Article

may2002.tar

Solaris^TM Administration Best Practices

Peter Baer Galvin

Over the past few months in Sys Admin, both online and in print, a discourse has been taking place about the best practices of Solaris administrators. This month in the Solaris Corner, I take the best of the old, add the best of the new, and create a consensus "best practices" document. In this document, you'll see some repeats from past columns, but it seemed logical to put forth a complete version of the document this once. I hope this will be useful to both experienced and novice administrators, and that it will continue to evolve and grow as more administrators contribute their wisdom.

"Consensus" and "systems administration" are words that are rarely used near each other. Systems administration is a journeyman's trade, with knowledge earned through experience and hard work. Every sys admin performs his or her work with slight and not-so-slight variation from colleagues. Some of that variation is caused by personal choice, some by superstition, and some by a differing knowledge set. The more this hard-won knowledge is spread, the more systems will be run alike, and the more stable, usable, and manageable they will be, thus the need for a Best Practices document. Note that most of the information here applies to other operating systems, and sometimes to the real world as well.

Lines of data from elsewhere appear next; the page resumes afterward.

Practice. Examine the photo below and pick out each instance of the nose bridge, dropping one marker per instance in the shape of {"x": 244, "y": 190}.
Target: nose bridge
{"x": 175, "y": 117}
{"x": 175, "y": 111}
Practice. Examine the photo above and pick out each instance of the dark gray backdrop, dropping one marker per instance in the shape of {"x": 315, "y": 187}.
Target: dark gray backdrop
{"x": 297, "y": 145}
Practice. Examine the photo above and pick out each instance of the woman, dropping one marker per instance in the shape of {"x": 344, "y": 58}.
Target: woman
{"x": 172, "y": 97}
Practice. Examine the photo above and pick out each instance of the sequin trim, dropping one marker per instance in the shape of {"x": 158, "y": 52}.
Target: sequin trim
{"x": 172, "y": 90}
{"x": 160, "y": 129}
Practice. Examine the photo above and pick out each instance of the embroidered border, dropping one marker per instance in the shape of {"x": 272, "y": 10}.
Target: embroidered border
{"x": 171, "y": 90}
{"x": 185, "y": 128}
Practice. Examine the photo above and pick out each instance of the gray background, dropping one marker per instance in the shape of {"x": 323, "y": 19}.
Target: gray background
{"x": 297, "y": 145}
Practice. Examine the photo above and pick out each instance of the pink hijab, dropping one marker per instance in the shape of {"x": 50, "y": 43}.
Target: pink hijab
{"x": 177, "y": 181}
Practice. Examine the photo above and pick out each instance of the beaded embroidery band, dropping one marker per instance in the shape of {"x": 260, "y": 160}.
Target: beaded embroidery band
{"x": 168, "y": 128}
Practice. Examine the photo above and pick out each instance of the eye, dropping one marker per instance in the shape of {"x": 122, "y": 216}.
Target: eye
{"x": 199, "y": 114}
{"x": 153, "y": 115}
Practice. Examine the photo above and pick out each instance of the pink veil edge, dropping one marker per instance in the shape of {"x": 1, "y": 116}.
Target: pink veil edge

Solaris Administration Best Practices, Version 1.0

This document is the result of input from many of the top administrators in the Solaris community. Please help your fellow sys admins (as they have helped you here) by contributing your best practices to this document. Email them to me at: [email protected].

Keep an Eye Peeled and a Wall at Your Back

The best way to prepare to debug problems is to know how your systems run when there are no problems. Then, when a problem occurs, it can easily be discerned. For example, if you aren't familiar with the normal values of system statistics (CPU load, number of interrupts, memory scan rates, and so on), determining that one value is unusual will be impossible. Devise trip wires and reports to help detect when something unusual is happening. swatch and netsaint are good programs for this purpose.

Also, pay attention to error messages and clean up the errors behind them. You ignore them at your peril -- the problem will snowball and devour you at the worst possible time, or they'll mount until they hide a really important problem that you miss in all the noise.

Communicate with Users

Veteran sys admins realize that they are there to make users' lives easier. Those who are going to enjoy long sys admin careers take this to heart, and make decisions and recommendations based on usability, stability, and security. The antithesis of this rule is the joke I used to tell as a university sys admin: "This university job would be great if it wasn't for the dang students messing up my systems". Good sys admins realize that this is a joke, not gospel!

Also remember the example set by the World Champion New England Patriots -- teamwork can overcome strong foes. Talk with your fellow admins, bounce ideas around, share experiences, and learn from each other. It will make you, them, and your systems better.

Help Users Fix It Themselves

Helping users help themselves means that you can spend your time on the hard and interesting problems (not to mention fewer calls on your off-hours, and happier users). For example, if you have reports that tell you about quota abuse (overly large mail folders and the like), enable the users to solve the problem, rather than repeatedly complaining to them about their abuse. The counter to this rule is that a little knowledge can be dangerous. Users may think they understand the problem when they don't, or might think they are solving the problem when they are making it worse.

Know When to Use Strategy, and When to Use Tactics

Sys admins must learn the difference between strategy and tactics and learn the place for both. Being good at this requires experience. Strategy means arranging the battlefield so that your chances are maximized, possibly allowing you to win easily or even without a fight. Tactics mean hand-to-hand combat. You win by being good at both. An ounce of strategy can be worth a couple of tons of tactics. But don't be overly clever with strategy where tactics will do.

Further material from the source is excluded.